I had a roommate once who was an okay plain cook - he'd saute meat and vegetables, boil vegetables, cook potatoes, and so on. One day he asked me for a recipe for a cake, as he wanted to take one to a potluck.
I dug up a very simple one bowl cake recipe - no beating the egg whites, or mixing things separately. Then I went out to run errands. When I came back I found out that he had been out of milk - so he used yoghurt. That was kind of sour, so he added mashed bananas. And there may have been one or two other things. What he got out of the oven was not, technically, cake, it was more of a sour baked custard.

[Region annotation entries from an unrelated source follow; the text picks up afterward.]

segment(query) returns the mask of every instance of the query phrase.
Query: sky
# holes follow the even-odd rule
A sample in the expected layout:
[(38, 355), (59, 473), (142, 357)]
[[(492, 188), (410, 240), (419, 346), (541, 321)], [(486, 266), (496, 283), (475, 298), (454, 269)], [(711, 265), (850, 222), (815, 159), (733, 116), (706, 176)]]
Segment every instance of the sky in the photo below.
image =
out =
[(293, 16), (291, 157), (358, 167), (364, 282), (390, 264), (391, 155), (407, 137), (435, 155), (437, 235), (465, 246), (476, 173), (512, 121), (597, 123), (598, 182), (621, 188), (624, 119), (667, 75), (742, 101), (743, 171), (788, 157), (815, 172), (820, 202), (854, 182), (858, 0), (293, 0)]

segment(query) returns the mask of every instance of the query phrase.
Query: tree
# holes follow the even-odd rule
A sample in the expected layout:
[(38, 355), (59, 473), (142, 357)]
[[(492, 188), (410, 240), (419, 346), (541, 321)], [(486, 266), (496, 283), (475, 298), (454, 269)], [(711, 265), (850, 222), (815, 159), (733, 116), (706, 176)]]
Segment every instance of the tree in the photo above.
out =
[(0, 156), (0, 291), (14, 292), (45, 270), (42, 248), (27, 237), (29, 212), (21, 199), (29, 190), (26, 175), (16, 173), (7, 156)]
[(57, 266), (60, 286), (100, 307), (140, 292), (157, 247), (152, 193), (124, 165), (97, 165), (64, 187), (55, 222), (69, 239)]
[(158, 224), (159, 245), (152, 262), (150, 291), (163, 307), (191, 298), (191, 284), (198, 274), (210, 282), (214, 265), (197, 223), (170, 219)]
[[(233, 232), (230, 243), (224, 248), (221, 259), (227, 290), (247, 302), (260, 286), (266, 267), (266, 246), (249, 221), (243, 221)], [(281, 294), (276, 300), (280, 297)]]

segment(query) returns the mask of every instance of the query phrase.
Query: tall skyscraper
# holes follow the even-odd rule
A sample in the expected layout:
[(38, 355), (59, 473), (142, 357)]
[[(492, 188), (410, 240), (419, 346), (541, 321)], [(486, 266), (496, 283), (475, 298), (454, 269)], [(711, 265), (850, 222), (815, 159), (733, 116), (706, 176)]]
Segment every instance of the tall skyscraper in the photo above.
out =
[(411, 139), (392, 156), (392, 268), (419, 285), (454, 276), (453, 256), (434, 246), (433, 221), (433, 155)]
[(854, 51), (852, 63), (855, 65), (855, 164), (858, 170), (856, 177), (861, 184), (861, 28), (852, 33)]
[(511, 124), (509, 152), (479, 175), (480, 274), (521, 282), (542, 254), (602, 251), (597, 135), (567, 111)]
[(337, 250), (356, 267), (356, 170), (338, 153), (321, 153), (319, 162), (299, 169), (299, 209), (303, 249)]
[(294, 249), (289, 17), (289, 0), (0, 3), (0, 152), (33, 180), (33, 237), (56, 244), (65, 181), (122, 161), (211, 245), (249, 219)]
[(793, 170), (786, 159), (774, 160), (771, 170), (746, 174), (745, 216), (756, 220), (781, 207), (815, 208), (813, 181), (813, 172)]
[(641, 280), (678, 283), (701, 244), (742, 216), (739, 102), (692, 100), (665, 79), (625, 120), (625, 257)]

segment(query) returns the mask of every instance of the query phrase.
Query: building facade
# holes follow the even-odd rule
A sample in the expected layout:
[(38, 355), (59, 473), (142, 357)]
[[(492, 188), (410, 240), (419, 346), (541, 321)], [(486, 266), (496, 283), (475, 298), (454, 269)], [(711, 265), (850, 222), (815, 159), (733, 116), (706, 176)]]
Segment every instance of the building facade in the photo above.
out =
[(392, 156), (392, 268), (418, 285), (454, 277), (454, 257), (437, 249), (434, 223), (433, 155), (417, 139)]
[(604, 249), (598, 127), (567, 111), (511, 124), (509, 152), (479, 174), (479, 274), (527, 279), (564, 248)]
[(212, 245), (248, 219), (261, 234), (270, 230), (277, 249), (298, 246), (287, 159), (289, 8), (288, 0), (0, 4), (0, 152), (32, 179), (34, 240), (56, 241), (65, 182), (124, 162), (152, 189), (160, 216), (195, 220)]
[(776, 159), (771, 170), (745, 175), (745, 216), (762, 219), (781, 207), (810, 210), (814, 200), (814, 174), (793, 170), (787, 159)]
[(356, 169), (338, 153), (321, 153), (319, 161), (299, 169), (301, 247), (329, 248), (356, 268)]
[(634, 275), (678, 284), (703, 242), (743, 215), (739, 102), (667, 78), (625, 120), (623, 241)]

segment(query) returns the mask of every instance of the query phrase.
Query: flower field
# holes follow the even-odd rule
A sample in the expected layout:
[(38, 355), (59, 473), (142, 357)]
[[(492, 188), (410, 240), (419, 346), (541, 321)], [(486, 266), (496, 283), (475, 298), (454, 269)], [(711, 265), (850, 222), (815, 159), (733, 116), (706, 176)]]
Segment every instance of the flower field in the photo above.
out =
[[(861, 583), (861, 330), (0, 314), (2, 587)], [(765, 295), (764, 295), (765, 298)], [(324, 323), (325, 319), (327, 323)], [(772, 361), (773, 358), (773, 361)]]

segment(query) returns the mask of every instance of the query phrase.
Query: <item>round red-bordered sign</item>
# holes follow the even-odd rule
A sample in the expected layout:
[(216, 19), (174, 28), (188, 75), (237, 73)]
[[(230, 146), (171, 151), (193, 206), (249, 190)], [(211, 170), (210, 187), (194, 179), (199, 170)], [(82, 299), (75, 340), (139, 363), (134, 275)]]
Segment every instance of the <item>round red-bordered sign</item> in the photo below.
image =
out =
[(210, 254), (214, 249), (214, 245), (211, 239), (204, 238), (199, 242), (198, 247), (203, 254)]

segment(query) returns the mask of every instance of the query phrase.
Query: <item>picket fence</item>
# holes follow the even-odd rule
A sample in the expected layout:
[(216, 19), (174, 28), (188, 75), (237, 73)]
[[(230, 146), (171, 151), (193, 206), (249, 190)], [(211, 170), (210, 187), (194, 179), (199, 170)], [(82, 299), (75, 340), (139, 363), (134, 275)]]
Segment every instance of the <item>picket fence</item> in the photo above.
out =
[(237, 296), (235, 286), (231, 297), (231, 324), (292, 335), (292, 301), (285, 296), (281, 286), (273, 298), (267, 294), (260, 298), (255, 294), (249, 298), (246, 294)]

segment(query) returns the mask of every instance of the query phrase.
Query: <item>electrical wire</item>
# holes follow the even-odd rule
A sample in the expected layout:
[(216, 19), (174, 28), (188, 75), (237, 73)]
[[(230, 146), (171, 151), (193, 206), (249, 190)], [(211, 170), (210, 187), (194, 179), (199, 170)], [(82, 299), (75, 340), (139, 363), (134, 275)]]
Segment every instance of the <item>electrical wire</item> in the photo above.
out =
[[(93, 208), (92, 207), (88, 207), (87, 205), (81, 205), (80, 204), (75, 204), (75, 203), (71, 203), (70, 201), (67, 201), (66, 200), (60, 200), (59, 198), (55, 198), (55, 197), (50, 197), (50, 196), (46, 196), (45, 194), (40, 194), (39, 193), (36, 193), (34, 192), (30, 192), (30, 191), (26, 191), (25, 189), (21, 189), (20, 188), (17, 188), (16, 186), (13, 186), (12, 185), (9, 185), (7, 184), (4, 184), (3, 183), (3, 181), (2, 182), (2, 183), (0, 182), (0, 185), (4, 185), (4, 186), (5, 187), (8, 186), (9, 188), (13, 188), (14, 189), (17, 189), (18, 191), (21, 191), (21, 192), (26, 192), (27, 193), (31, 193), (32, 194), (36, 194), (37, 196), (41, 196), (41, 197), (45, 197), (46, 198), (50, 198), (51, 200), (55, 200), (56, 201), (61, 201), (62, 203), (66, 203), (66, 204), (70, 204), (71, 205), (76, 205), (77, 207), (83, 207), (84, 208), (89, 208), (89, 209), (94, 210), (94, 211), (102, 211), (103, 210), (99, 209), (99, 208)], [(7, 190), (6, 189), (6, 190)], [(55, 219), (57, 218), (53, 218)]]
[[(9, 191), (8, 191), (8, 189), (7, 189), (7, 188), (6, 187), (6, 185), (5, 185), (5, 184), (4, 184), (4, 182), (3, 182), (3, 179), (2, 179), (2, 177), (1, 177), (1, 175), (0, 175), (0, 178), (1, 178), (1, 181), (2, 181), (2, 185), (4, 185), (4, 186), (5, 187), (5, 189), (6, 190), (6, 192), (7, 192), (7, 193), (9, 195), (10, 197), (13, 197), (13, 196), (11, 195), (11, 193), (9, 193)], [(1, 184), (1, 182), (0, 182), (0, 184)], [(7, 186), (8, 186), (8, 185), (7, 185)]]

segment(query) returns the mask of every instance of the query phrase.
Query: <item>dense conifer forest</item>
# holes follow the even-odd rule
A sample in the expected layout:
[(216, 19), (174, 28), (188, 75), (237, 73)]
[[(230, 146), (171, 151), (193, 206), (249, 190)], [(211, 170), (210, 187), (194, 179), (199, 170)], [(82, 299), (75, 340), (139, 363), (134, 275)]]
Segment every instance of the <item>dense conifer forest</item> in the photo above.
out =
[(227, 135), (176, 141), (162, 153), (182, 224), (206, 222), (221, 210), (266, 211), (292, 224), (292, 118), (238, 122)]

I also find the ratings on on-line recipes amusing, but I do understand the comments. When I look at on-line recipes I almost never follow them exactly. I'm generally looking for the general ingredients and amounts for a dish, and then I wing it from there. Quite often I *have* to improvise based on the availability of ingredients. For example, I can get whole milk and whipping cream but nothing in between, and the brown sugar is a different texture and taste than what I grew up with, and I can easily find walnuts and cashews, but not hazelnuts or pecans.
I've occasionally explained to people that baking is much more like chemistry than ordinary cooking. You can substitute in some cases, but you need to know what effect it will have not just on taste, but the chemical reactions.